ひゅん、と冷たい風が吹き抜ける。雪景色と海の香り、痛いほど澄み切った空気が横切った。
「マユキ、今度は何する気だよ」
「校庭を掘ります。イクラが住めるようにします。手伝わなくていいです」
「おい、また怒られるぞ、マユキ!」
同級生に追いかけられ、マユキ先輩は走っていく。踊り場にたむろしている男子たちを跳ね飛ばし、一階の廊下を駆け抜ける。
図書室の前を通ると、アサちゃんと西川くんがパーティ料理の本をたくさん借りていた。リネン君の誕生日にサプライズパーティを開き、学校へ誘い出す作戦らしい。
靴箱のそばでは、留学生たちが落ち葉やコスモスの切り紙を壁に飾っている。一年生が覚えたての歌をうたいながら通り過ぎる。給食袋を忘れた子が急いで引き返す。しゃがみこんで誰かを待っている女の子がいる。
「あれ? ミウの傘」
ルルが傘立てを指差す。雨の日にさして帰ったはずの傘が、ぽつんと置いてある。握り手のところには、青いバラがリボンで留めてあった。

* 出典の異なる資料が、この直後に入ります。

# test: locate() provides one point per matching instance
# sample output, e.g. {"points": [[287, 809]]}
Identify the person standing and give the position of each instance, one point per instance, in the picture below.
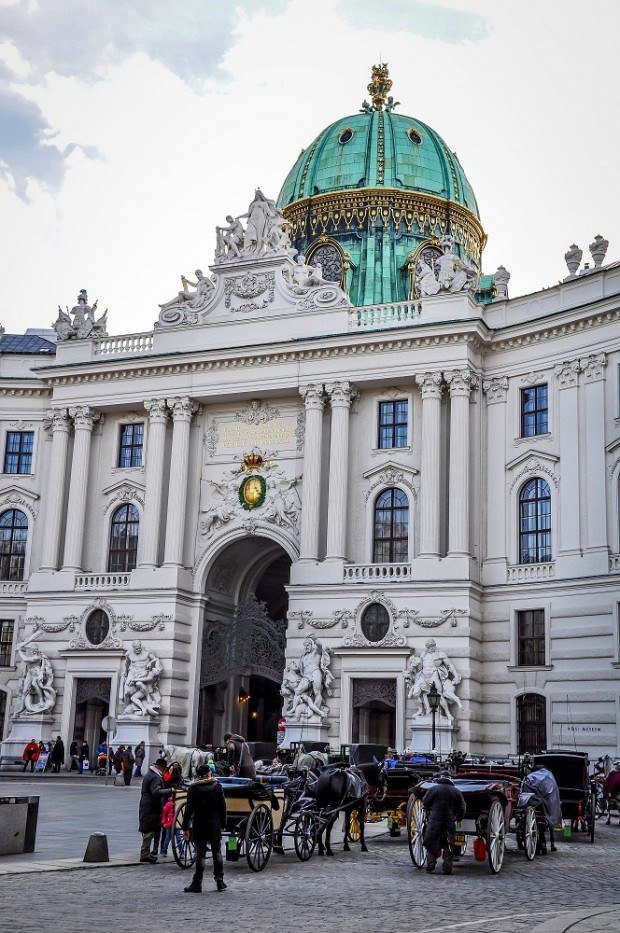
{"points": [[445, 806], [205, 810], [140, 753], [239, 757], [84, 756], [152, 798], [128, 760], [58, 755], [30, 754]]}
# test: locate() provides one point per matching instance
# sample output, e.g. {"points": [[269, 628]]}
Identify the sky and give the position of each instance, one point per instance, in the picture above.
{"points": [[128, 130]]}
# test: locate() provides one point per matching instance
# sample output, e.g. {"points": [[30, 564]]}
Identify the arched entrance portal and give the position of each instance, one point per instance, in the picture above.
{"points": [[244, 642]]}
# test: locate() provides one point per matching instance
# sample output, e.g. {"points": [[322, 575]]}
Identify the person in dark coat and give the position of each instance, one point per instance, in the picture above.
{"points": [[58, 755], [239, 757], [152, 798], [445, 806], [205, 812]]}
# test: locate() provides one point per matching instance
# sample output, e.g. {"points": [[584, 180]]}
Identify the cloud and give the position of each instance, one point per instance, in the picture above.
{"points": [[77, 38], [429, 20]]}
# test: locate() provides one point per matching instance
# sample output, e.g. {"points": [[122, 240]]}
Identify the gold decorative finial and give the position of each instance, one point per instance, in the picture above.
{"points": [[380, 85]]}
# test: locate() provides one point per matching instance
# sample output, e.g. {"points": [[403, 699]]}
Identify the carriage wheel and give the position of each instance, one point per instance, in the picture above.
{"points": [[259, 837], [530, 833], [184, 852], [305, 836], [355, 832], [496, 836], [415, 830]]}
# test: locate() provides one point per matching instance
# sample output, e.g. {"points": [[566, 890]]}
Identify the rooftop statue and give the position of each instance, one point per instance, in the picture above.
{"points": [[450, 273], [80, 323], [37, 694]]}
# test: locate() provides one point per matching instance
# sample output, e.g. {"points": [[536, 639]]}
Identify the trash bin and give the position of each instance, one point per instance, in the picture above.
{"points": [[18, 824]]}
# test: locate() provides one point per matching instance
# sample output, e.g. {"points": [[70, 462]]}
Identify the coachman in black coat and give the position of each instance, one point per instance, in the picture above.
{"points": [[154, 792], [445, 806], [205, 813]]}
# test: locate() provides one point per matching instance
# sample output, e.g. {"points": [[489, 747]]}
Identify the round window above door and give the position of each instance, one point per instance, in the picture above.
{"points": [[375, 622]]}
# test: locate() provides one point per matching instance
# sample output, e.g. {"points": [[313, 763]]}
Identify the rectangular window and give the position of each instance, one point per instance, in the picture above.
{"points": [[6, 644], [393, 418], [131, 445], [534, 411], [531, 638], [18, 452]]}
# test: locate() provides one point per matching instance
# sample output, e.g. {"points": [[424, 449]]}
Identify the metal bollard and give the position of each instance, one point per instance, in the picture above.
{"points": [[97, 848]]}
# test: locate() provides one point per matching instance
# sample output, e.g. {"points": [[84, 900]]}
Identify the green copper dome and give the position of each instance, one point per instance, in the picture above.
{"points": [[379, 148], [372, 196]]}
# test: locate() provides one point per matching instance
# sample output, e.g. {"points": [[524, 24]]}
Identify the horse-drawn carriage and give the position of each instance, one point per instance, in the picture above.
{"points": [[578, 792], [493, 808]]}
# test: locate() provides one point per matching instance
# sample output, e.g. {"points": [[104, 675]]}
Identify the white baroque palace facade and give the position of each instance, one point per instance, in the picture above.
{"points": [[277, 500]]}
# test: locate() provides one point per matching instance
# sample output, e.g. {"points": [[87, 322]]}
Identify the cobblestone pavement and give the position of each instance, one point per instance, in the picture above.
{"points": [[365, 893]]}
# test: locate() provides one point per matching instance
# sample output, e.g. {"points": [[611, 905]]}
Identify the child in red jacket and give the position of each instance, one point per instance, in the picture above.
{"points": [[167, 819]]}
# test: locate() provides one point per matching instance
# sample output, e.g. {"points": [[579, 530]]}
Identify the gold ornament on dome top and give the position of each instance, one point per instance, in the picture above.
{"points": [[380, 85]]}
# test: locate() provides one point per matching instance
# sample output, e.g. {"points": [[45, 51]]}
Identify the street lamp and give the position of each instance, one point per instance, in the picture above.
{"points": [[434, 698]]}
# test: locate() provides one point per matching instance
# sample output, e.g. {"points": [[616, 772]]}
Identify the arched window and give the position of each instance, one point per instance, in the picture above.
{"points": [[124, 539], [391, 527], [531, 723], [13, 539], [535, 522]]}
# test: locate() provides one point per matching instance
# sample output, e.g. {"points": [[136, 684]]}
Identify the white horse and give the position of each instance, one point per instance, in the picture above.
{"points": [[190, 758]]}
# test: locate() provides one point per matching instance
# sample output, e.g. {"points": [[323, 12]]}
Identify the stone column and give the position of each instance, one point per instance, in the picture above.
{"points": [[567, 375], [341, 394], [158, 416], [461, 383], [430, 384], [84, 419], [314, 402], [183, 410], [56, 479], [593, 369], [496, 391]]}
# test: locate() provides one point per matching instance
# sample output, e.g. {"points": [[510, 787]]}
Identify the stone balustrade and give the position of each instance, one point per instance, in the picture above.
{"points": [[102, 581], [386, 572], [519, 573]]}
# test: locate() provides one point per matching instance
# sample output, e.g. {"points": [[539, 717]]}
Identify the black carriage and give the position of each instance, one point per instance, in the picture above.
{"points": [[254, 813], [578, 791], [492, 811]]}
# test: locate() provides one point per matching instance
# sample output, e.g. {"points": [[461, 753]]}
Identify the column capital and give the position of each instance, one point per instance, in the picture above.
{"points": [[593, 367], [182, 409], [430, 384], [567, 374], [496, 389], [156, 407], [58, 420], [341, 394], [84, 417], [461, 381], [313, 396]]}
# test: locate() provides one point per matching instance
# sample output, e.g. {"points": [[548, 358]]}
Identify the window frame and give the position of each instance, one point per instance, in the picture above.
{"points": [[19, 453], [521, 535], [536, 411], [9, 578], [124, 426], [117, 550], [4, 641], [392, 539]]}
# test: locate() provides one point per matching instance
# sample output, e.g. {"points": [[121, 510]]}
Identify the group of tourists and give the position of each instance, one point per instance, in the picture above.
{"points": [[204, 816]]}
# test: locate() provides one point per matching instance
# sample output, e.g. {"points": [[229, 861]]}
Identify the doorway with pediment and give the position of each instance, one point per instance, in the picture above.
{"points": [[244, 642]]}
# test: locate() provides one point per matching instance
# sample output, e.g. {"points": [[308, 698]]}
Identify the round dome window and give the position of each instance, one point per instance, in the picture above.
{"points": [[97, 627], [375, 622]]}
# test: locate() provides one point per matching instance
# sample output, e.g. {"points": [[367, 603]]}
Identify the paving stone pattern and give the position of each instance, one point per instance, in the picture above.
{"points": [[365, 893]]}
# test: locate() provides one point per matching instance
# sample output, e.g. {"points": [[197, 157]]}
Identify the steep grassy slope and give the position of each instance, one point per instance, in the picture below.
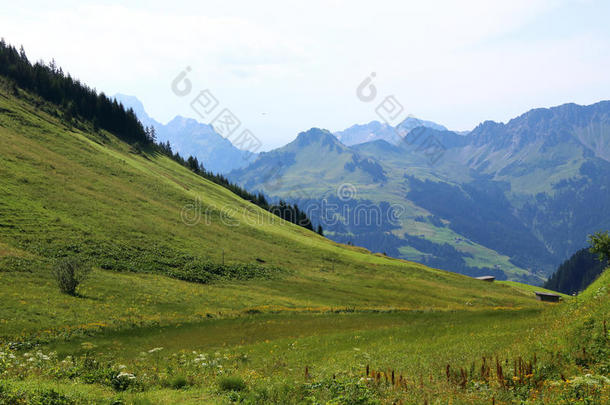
{"points": [[498, 200], [71, 191]]}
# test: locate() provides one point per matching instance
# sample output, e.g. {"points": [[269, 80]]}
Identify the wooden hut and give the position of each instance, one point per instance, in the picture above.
{"points": [[543, 296]]}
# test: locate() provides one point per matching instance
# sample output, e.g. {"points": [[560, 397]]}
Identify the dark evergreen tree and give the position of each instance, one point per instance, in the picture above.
{"points": [[576, 273]]}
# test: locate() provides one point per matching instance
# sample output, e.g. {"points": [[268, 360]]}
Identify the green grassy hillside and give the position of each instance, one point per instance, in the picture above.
{"points": [[304, 330]]}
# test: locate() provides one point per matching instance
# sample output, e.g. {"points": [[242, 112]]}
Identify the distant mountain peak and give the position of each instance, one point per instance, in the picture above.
{"points": [[188, 136], [315, 135]]}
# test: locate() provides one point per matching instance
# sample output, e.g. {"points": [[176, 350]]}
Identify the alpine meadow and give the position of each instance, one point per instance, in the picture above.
{"points": [[203, 260]]}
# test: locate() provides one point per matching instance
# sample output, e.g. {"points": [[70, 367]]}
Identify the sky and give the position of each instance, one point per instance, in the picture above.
{"points": [[283, 67]]}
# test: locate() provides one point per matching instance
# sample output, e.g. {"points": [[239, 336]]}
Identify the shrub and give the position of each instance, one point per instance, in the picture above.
{"points": [[178, 382], [69, 273], [231, 383]]}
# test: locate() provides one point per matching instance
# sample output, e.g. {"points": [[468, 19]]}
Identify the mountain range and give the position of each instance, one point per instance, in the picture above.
{"points": [[510, 199]]}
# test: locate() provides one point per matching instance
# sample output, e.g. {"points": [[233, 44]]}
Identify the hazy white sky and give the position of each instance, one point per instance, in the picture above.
{"points": [[283, 68]]}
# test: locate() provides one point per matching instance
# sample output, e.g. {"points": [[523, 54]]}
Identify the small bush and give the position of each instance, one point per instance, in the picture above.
{"points": [[178, 382], [231, 383], [69, 273]]}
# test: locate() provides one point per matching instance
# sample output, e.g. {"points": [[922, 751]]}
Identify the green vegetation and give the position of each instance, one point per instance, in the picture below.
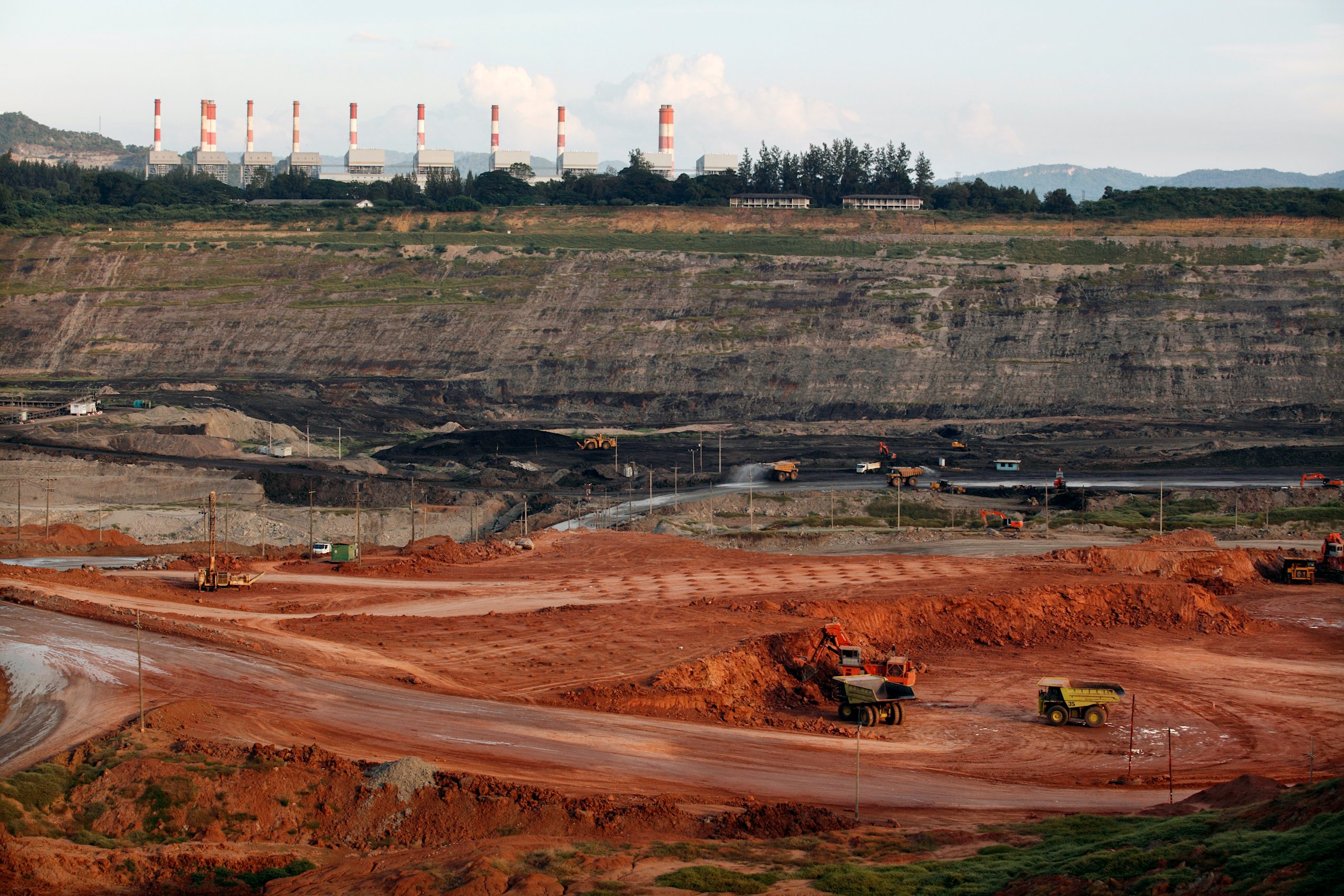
{"points": [[713, 879]]}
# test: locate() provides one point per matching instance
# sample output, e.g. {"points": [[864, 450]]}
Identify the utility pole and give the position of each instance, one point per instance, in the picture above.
{"points": [[47, 535], [1133, 700], [858, 742], [1171, 782], [140, 675]]}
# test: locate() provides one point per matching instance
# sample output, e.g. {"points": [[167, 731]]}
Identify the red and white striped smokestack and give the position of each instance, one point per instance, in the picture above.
{"points": [[666, 129]]}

ミウは傘を手に取った。水色と白の水玉模様がしっくりと手になじみ、不思議な懐かしさがよぎった。まるで長い旅をして自分のもとに帰ってきたようだ。
ミウは振り向いた。校庭の真ん中で、マユキ先輩がスコップを振っている。ミウも傘を振り返した。
「行こう」
ルルに促され、ミウは校門を出た。バイバイ、バイバイ、といくつもの声が弾けて消えた。見えない雨粒が傘に、靴に、スカートの裾に、お団子の髪に転がっている。
リネン君のわたあめもいつか、見えなくなる日が来るだろう。その時は、何も持たずに会いに行こう。
ルルと並んで歩きながら、空を見た。青く澄み切った色が、ミウの瞳へ真っすぐ落ちてきた。